A common solution to enforce the use of a canonical name involves using the Linux Apache server's mod rewrite (RewriteEngine) in the .htaccess file to permanently redirect addresses to the preferred canonical address. But mod rewrite is too complex for typical customers. See Apache.org, mod_rewrite (httpd.apache.org/ docs/ 1.3/ mod/ mod_rewrite.html retrieved Jul. 2008). Hosting companies often disable it rather than incur the customer support calls it creates. See jdMorgan, Reply to bcrbcr re: Host Supports .htaccess but not Mod Rewrite (Apr. 16, 2007) (webmasterworld.com/ apache/ 3312276.htm retrieved Jul. 2008). For microsites and personal home pages, upgrading to a hosting package that includes mod rewrite support may not be sufficiently economic. That leaves a lot of websites that have unresolved canonical name problems that penalize them in search engine indexes.
JavaScript offers a partial solution, but there may be undesirable side effects. A simple JavaScript can check the URL used to access a page, and if this is not the preferred URL, it can replace the page using the canonical URL. If JavaScript is unavailable, disabled, or too old to have the getElementByID function, the redirect will fail and the non-canonical version of the page will load. This is generally the case for search engine robots and old browsers. But for better than 80% of human visitors, the redirect to the canonical page will work. And that means that when they print, bookmark, or copy the URL, they will have the canonical version. I hypothesize that this should greatly reduce the use of non-canonical aliases, and that keeping people from seeing the wrong URL will make it less likely for search engine indexes to be contaminated with non-canonical URLs.

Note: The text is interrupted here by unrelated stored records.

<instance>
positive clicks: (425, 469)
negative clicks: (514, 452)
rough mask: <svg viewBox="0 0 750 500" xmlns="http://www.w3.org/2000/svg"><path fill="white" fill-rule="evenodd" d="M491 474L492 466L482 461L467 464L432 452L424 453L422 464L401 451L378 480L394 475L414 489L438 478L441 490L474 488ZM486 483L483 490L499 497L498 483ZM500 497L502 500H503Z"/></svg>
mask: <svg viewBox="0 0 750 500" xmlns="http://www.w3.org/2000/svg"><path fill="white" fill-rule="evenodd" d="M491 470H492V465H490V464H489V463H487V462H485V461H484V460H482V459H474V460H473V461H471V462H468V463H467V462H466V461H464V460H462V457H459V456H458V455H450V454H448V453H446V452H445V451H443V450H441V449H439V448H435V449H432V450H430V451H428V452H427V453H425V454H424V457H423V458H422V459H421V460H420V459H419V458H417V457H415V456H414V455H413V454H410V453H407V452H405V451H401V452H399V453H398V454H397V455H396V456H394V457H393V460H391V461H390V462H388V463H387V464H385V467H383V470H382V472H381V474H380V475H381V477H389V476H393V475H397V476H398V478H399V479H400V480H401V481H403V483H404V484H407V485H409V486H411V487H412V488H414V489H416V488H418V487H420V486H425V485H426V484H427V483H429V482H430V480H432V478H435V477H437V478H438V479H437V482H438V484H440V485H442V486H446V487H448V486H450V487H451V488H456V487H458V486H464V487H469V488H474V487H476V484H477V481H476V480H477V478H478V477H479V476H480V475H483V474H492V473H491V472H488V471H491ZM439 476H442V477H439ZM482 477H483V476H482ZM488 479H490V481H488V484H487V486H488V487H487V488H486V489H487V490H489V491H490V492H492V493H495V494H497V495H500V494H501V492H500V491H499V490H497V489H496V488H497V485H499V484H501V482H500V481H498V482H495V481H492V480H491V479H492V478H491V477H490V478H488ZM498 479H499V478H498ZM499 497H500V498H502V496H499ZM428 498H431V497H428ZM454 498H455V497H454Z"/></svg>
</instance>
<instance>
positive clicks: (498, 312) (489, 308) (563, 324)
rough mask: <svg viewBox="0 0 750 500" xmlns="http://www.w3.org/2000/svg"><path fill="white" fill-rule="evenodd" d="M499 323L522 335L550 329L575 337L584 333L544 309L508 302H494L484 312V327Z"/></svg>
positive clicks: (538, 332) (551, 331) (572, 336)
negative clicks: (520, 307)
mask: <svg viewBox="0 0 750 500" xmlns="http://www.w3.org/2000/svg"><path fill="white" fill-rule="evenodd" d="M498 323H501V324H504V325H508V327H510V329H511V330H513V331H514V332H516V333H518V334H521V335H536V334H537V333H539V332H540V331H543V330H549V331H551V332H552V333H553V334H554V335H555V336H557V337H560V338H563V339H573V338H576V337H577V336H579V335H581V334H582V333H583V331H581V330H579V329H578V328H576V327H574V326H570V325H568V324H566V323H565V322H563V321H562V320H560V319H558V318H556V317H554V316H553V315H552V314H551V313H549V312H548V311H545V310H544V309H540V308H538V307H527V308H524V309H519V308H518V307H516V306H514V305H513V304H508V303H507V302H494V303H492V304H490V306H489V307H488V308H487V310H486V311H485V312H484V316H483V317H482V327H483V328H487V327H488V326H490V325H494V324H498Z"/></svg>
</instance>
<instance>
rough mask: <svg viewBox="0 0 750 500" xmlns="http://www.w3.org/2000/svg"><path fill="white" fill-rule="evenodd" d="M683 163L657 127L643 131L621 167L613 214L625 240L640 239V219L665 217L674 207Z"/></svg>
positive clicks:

This workaround may have unanticipated side effects. Examples and the solution applied include:
The use of JavaScript redirects might harm search engine rankings or even result in being banned from indexes. JavaScript redirects are extensively used by spammers to present different content to search engines than to human visitors. Search engine algorithms are known to attempt detect this practice and downrate or ban pages using it. See K. Chellapilla and A. Maykov, A Taxonomy of JavaScript Redirection Spam (May 8, 2007) (airweb.cse.lehigh.edu/ 2007/ papers/ paper_115.pdf, 401 kilobytes, retrieved Jul. 2008). However, in this case, we're presenting identical content to search engine robots and human visitors. Thus, the use is not inappropriate and should not result in penalties. Nevertheless, most search engine algorithms are not publically known. This means that there can be no assurance that search engines will not penalize you or ban you for using this JavaScript. You use it at your peril.
// w-gregg.juneau.ak.us; July 2008; make webpage reload with canonical url.
// Insert in the HTML head, replacing with the page's canonical url:
// <base href="http://example.co.uk/extensionless_page">
// <script type="text/javascript" src="mkcanonical.js">//</script>
// Below:
// Set alias array count to total hostnames including canonical hostname.
// Set alias[0] to desired canonical hostname.
// Set alias[1] to first alias hostname and add all known non-canonical hostnames.
// See w-gregg.juneau.ak.us/2008g25-canonical-url-javascript.
var alias = new Array(2);
alias[0] = 'example.com';
alias[1] = 'www.example.com';
var basehref;
var baseget;
var hostname;
var i;
if (document.getElementsByTagName) {
basehref = document.getElementsByTagName('base')[0].href;
baseget = location.protocol + '//' + location.hostname + location.pathname;
hostname = location.hostname.toLowerCase();
for (i = 0; i < alias.length;i++) {
if ((hostname === alias[i]) && (basehref !== baseget)) {
location.replace(basehref + location.hash + location.search);
}
}
}
There are some advantages in making the canonical URL for linking to a page lack a file type extension. This way, you can freely change the document type, for example from HTML to PHP, without breaking incoming links. By default, most servers require the extension, but many servers have a means to make it optional. In Linux Apache, if your hosting company supports this, you merely need a /.htaccess file that includes 'Options +multiviews' (without the quotes). This very often works even with hosts that don't allow customers to use the RewriteEngine.